それでも初めてのご依頼人の仕事。
いよいよ、捜査・尾行・潜入など礼子の想像に浮かぶ探偵業が出来ると思い、期待した。
「ふーん。で、どんなどんな悩み~?」
友人同士の感覚に似た、女子高生特有であるお喋りトークのノリだ。
すると、女性は長く話すつもりだろうか?
屈んで礼子と目線を合わせながら、ゆっくり話を始めた。
「実は私の担当地区付近で、暴れ回ってる霊が居て困ってるんですよ。さっきのアナタの力を見て思ったのです。
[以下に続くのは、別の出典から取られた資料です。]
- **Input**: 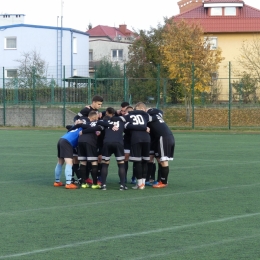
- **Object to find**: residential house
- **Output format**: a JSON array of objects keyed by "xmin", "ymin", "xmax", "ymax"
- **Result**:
[
  {"xmin": 0, "ymin": 14, "xmax": 89, "ymax": 85},
  {"xmin": 87, "ymin": 24, "xmax": 136, "ymax": 73},
  {"xmin": 173, "ymin": 0, "xmax": 260, "ymax": 99}
]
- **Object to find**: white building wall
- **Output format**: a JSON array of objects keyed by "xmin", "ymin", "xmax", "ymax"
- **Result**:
[
  {"xmin": 0, "ymin": 24, "xmax": 89, "ymax": 78},
  {"xmin": 89, "ymin": 40, "xmax": 131, "ymax": 63}
]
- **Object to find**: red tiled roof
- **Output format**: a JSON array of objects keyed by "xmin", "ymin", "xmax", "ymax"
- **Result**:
[
  {"xmin": 204, "ymin": 0, "xmax": 244, "ymax": 4},
  {"xmin": 87, "ymin": 25, "xmax": 133, "ymax": 39},
  {"xmin": 173, "ymin": 0, "xmax": 260, "ymax": 33}
]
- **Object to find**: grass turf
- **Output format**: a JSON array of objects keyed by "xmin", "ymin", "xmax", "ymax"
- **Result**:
[{"xmin": 0, "ymin": 130, "xmax": 260, "ymax": 260}]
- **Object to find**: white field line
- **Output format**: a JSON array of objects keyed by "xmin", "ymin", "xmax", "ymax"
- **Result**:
[
  {"xmin": 129, "ymin": 234, "xmax": 260, "ymax": 260},
  {"xmin": 0, "ymin": 212, "xmax": 260, "ymax": 259},
  {"xmin": 0, "ymin": 183, "xmax": 260, "ymax": 217}
]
この人ならきっと解決してくれると」
それって……
ただの鬼退治みたいな役目じゃぁん!!
単純な依頼に礼子はブーたれた。
「え~~そんなのみんなで解決しなよ~~まとめてボコれば怖くないでしょ?」
えげつない回答だが、その答えに女性は首を振る。
「それが……無理なんです。私の階級は3。周りも大体同じです。対抗しようにも、その霊は階級が10ですから……」
それを隣で聞いてたオッサンはビックリ。
まだそんな陰湿な事をするような霊が居るのかと思う事と、またそんな高レベルの争いに巻き込まれたくないからだ。
触らぬ霊に祟りナシ。
そーっと逃げようと考えたら、先を見越して捕まった。